DeLuca’s argument, as we understand it, is that the terminology “in any other capacity” imposes liability on a fiduciary even when not acting in a fiduciary capacity, at least with regard to those activities prohibited by section 1106. Such an interpretation, however, flies in the face of our holding that, “by its own terms, § 1106 applies only to those who act in a fiduciary capacity.” Hunter, 220 F.3d at 724. Because BCBSM was not acting in a fiduciary capacity when it negotiated the rate changes at issue in this case, BCBSM did not violate § 1106(b)(2).In this case, the “conduct at issue” clearly falls into the latter category, “a business decision that has an effect on an ERISA plan not subject to fiduciary standards.”
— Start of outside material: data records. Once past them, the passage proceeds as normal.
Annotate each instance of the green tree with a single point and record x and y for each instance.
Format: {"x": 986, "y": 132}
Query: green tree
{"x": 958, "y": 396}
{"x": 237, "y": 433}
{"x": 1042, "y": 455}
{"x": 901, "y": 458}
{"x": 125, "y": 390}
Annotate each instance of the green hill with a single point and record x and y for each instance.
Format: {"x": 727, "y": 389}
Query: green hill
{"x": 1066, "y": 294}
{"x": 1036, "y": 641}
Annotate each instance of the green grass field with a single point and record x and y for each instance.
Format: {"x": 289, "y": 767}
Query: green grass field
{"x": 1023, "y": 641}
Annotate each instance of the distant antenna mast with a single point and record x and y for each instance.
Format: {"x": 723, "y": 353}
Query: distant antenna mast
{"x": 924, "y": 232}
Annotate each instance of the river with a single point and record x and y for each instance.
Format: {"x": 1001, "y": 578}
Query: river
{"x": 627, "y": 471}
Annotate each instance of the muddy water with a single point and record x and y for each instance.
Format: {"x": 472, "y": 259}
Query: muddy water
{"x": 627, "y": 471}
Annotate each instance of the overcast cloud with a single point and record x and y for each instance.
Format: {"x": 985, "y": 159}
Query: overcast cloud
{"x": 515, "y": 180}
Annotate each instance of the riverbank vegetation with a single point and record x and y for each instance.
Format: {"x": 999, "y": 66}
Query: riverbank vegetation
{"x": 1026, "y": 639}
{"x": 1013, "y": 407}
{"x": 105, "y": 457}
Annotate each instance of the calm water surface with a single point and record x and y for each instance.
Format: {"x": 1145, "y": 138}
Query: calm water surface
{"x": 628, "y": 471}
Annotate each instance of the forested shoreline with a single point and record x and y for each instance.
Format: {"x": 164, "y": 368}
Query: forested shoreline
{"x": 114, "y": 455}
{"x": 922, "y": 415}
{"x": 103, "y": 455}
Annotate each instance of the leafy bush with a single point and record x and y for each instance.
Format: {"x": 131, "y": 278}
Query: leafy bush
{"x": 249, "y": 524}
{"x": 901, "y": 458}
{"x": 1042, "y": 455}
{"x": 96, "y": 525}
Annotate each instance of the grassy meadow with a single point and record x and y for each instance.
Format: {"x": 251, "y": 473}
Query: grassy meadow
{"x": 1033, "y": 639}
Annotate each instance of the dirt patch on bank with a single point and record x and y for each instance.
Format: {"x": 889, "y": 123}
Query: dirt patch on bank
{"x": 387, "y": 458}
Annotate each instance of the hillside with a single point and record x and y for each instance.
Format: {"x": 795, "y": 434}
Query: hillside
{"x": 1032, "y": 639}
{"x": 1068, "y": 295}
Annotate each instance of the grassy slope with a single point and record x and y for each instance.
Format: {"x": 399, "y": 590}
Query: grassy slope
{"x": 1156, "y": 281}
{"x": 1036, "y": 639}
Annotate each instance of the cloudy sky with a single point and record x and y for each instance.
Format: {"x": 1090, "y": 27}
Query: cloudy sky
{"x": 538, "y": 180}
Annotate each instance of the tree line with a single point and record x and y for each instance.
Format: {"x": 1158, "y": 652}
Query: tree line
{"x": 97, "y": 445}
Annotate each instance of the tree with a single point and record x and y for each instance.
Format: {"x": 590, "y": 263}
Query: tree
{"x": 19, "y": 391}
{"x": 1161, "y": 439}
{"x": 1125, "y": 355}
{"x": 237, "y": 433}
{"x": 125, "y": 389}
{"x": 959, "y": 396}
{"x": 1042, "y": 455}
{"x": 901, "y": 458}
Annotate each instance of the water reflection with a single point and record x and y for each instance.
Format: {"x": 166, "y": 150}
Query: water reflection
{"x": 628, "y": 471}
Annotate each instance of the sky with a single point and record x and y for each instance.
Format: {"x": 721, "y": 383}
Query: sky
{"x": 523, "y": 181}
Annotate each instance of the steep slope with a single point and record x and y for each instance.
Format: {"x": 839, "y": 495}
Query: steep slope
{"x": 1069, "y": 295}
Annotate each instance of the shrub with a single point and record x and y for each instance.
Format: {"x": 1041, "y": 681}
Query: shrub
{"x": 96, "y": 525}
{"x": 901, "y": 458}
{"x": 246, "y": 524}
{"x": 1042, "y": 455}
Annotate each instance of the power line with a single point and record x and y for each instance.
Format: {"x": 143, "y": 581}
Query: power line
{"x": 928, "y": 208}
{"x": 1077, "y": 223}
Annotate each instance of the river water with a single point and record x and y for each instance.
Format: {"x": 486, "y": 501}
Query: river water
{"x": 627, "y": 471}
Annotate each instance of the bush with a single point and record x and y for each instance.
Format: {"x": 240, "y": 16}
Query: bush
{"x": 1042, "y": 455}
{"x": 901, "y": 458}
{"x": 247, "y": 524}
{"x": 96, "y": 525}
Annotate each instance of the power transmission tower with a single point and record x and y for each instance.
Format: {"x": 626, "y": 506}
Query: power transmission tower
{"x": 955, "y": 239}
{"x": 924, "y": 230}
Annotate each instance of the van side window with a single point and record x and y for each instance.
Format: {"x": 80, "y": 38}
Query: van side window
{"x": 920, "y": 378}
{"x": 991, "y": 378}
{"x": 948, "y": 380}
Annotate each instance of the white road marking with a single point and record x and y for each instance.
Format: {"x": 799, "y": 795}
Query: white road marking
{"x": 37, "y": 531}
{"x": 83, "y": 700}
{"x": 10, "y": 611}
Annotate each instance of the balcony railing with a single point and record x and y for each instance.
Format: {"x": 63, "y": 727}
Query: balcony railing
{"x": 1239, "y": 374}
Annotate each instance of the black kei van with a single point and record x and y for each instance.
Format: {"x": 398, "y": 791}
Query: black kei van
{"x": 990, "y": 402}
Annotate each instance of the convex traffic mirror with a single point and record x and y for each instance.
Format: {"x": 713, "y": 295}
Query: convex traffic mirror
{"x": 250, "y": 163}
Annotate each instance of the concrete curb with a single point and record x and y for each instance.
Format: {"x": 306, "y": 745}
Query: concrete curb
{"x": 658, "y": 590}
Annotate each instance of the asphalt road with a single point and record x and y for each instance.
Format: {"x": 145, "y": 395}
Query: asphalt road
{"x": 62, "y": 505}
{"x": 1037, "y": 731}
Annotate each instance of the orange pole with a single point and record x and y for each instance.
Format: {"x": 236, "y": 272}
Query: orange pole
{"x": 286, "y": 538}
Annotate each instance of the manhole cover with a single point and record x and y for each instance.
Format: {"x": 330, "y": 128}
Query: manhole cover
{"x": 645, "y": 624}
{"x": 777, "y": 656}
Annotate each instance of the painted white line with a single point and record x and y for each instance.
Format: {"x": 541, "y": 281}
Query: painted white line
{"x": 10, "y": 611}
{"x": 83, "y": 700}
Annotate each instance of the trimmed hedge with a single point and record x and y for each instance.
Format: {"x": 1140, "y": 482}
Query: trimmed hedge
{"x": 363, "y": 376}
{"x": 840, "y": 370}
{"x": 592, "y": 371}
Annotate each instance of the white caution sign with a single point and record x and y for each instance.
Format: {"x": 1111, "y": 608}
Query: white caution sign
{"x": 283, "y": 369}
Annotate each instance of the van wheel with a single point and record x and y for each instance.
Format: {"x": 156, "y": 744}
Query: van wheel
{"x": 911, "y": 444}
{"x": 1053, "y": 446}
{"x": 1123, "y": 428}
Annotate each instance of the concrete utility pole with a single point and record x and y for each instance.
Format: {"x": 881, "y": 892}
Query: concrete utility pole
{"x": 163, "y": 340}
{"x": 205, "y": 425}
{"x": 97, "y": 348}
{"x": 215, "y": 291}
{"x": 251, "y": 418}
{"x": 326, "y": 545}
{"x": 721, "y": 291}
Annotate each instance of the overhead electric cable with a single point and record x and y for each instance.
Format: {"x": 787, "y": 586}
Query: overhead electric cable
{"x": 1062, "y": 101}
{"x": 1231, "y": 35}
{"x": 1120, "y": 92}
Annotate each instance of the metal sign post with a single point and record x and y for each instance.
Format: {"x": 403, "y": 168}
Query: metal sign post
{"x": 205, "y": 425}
Note: The dissent saw the matter as involving factual issues that made the case one for trial, not summary judgment. In a thoughtful opinion, Judge Kethledge wrote:

Whether Blue Cross functioned as a fiduciary when it established and maintained provider networks for Flagstar depends on how one characterizes their agreement. DeLuca says—and I think no one disagrees—that the function of negotiating rates with provider hospitals surely would have been fiduciary in nature had the Plan’s trustees kept that function in-house; and in DeLuca’s view, the Contract merely delegated that function from the trustees to Blue Cross. He therefore contends that Blue Cross was acting as a fiduciary when, as part of the services it provided under the Contract, it negotiated rates for the Plan. In contrast, Blue Cross argues that it actually provided a product—off-the-shelf access to its provider network at whatever rates Blue Cross cared to negotiate with them—rather than services.

The difference matters because, while selling a product tends not to create fiduciary duties under ERISA, providing services quite frequently does. And that is especially true for discretionary services that directly impact a plan’s finances. The nub of this case, therefore, is which conception of the parties’ agreement is right.

I do not think this issue is one we can fairly decide—at least in Blue Cross’s favor—as a matter of law.

29 U.S.C. § 1106(b)(2) – The dissent also disagreed on the elements required for a prohibited transaction under this provision, stating:

In Pegram v. Herdrich, 530 U.S. 211 (2000), the Supreme Court stated that, “[i]n every case charging breach of ERISA fiduciary duty, then, the threshold question is . . . whether that person was acting as a fiduciary (that is, was performing a fiduciary function) when taking the action subject to complaint.” Id. at 226 (emphasis added). But Pegram was only a § 1104 case, so that statement is pure dicta as to § 1106(b)(2).

A similar statement by our court, however,  cannot be so characterized. In Hunter v. Caliber System, Inc., 220 F.3d 702 (6th Cir. 2000), we said that, “by its own terms, § 1106 applies only to those who act in a fiduciary capacity.” Id. at 724. The Hunter court characterized that statement as a holding (albeit an alternative one), and I cannot fairly recast it as dicta. It is binding precedent for our circuit.

Policy Issues – The dissent reviewed the policy issues raised by Blue Cross and proposed some interesting rebuttals.  In the end, however, Judge Kethledge concluded that:

More fundamentally, I reject the unspoken premise of the preceding two arguments, which is that we should be acutely concerned about Blue Cross’s business model in the first place. Cases have consequences, and we should be mindful of them. But our task in this case is not to divine the business model that best serves the plans’ interests and those of everyone else; our task, instead, is the comparatively simple one of determining whether the letter deals violated ERISA. The wisdom of business models can be determined elsewhere.